Golpe a la mafia de los taxis en Retiro: coimas, relojes adulterados y billetes falsos

Golpe a la mafia de los taxis en Retiro: coimas, relojes adulterados y billetes falsos

El operativo incluyó autos secuestrados y allanamientos. Dos de los imputados son miembros del sindicato de choferes y recaudaban el dinero para dejar trabajar a otros choferes.

Relojes adulterados, coimas y billetes falsos. Así operaba la mafia que, en la terminal de micros de Retiro, controlaba a los taxis. La Policía Federal realizó un operativo en el que detuvo a cuatro personas, entre ellas «dos miembros del sindicato», y secuestró a «más de 50 taxis, cuyos choferes quedaron afectados en la causa».

«Los aprehendidos están vinculados a la denominada mafia de los taxis conocida por cobrarle a los conductores para trabajar en la terminal y estafar a la gente alterando los relojes», informó el ministerio de Seguridad de la Nación en un comunicado.

Cerca de las 11 de este miércoles, un grupo de taxistas que trabaja en la parada comenzó con una protesta contra el operativo. «Hace cinco horas que la Policía no me deja salir», dijo uno de los taxistas, y otro denunció que los relojes «los trajeron ellos (por los policías) en una caja».

También desmintieron ser parte de una mafia que les cobra a los choferes que quieren ingresar a Retiro para levantar pasajeros. «Si vemos a alguien que quiere cobrar coimas los sacamos a trompadas», dijeron, y pidieron que se controle a los autos que transportan pasajeros a través de la aplicación Uber.

«Todo taxista que quería venir a trabajar libremente no podía hacerlo si no pagaba la coima», dijo la ministra de Seguridad de la Nación, Patricia Bullrich, y agregó: «Además les ponían un sticker para identificar a quienes habían pagado y a los que no».

La funcionaria contó que descubrieron que había un mecanismo de adulteración de los relojes, que consistía en modificar el tiempo de caída de las fichas para cobrarles de más. Esto, agregó, sobre todo, ocurre con quienes vienen del interior y no conocen el valor de los traslados.

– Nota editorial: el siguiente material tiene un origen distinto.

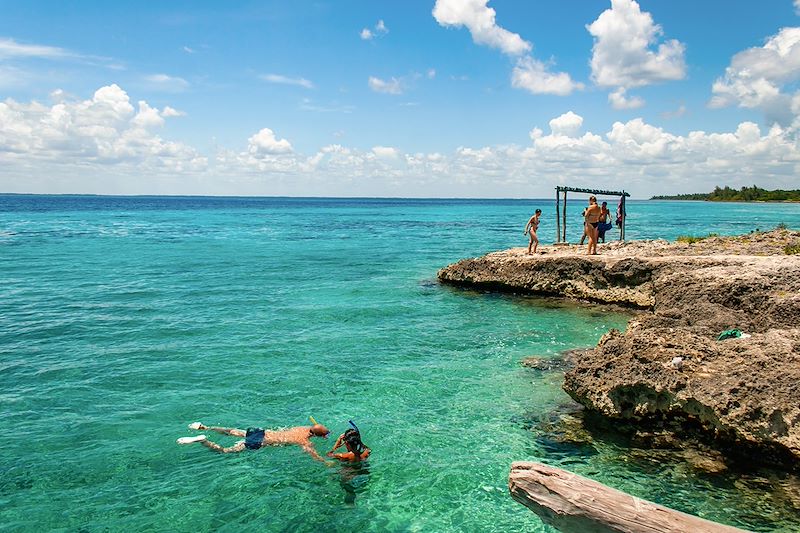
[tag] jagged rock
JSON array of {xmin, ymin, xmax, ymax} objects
[{"xmin": 439, "ymin": 230, "xmax": 800, "ymax": 466}]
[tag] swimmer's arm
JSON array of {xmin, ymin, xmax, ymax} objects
[{"xmin": 303, "ymin": 444, "xmax": 328, "ymax": 464}]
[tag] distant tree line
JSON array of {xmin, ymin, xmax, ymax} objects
[{"xmin": 651, "ymin": 185, "xmax": 800, "ymax": 202}]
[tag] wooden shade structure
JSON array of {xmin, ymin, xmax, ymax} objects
[{"xmin": 556, "ymin": 186, "xmax": 630, "ymax": 244}]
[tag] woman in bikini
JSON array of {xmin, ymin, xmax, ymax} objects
[
  {"xmin": 583, "ymin": 196, "xmax": 602, "ymax": 255},
  {"xmin": 523, "ymin": 209, "xmax": 542, "ymax": 254},
  {"xmin": 327, "ymin": 424, "xmax": 371, "ymax": 463}
]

«Hay dos talleres cercanos comprometidos y se están revisando 97 taxis, porque se encontraron billetes falsos», siguió Bullrich, y luego confirmó: «Se trata de una organización y ya hay  cuatro detenidos».

Entre las medidas para combatir a las mafias de los taxis, desde marzo funcionan en el Aeroparque Jorge Newbery tótems que sirven para calcular el valor de las tarifas de los viajes. Los pasajeros ingresan el destino y la máquina, luego de hacer el cálculo, emite un ticket que determina qué es lo que debe cobrar el taxista.

Cuando se lanzó el sistema se dijo que entre marzo y abril estaría instalado en Retiro, en el aeropuerto de Ezeiza y en la terminal de Buquebús. Pero los conflictos que se generaron en Aeroparque, donde hubo marchas y quejas de taxistas, demoraron la implementación.

En febrero de este año, hubo nueve detenidos por asociación ilícita y extorsión al desbaratar una banda que operaba en el aeropuerto de Ezeiza. Se secuestraron armas y dinero en efectivo. Como en Retiro, sólo dejaban trabajar a los choferes que pagaban un canon.

Según explicaron fuentes de la investigación actual, están involucrados un integrante de la comisión directiva y un delegado del sindicato de peones de taxis, que son los que reciben la plata, $ 500 por semana, de los taxis a los que se les permite trabajar en la terminal.

Clarín ​pudo saber que fueron identificados como Ricardo Javier Precensio, de la comisión directiva del sindicato de peones de taxis, y Juan Carlos Retamoso, delegado del gremio.

«Si preguntamos cómo se trabaja en las paradas de taxis en Buenos Aires, todos van a decir que están compradas. Es lo que se permitió durante mucho tiempo, pero nosotros tomamos la decisión de terminar con esto», declaró Bullrich, y agregó: «Lo hicimos ahora porque hubo que realizar una tarea de inteligencia e investigación. Desde hace más de un año estamos trabajando para detectar quiénes son los responsables».

Mientras hablaba la ministra, en el exterior de la terminal la protesta crecía y de fondo sonaba un canto con insultos al presidente Mauricio Macri. 

Ahora, la investigación está a cargo del Juzgado Nacional en lo Criminal Y Correccional N° 4, a cargo de Martín Yadarola.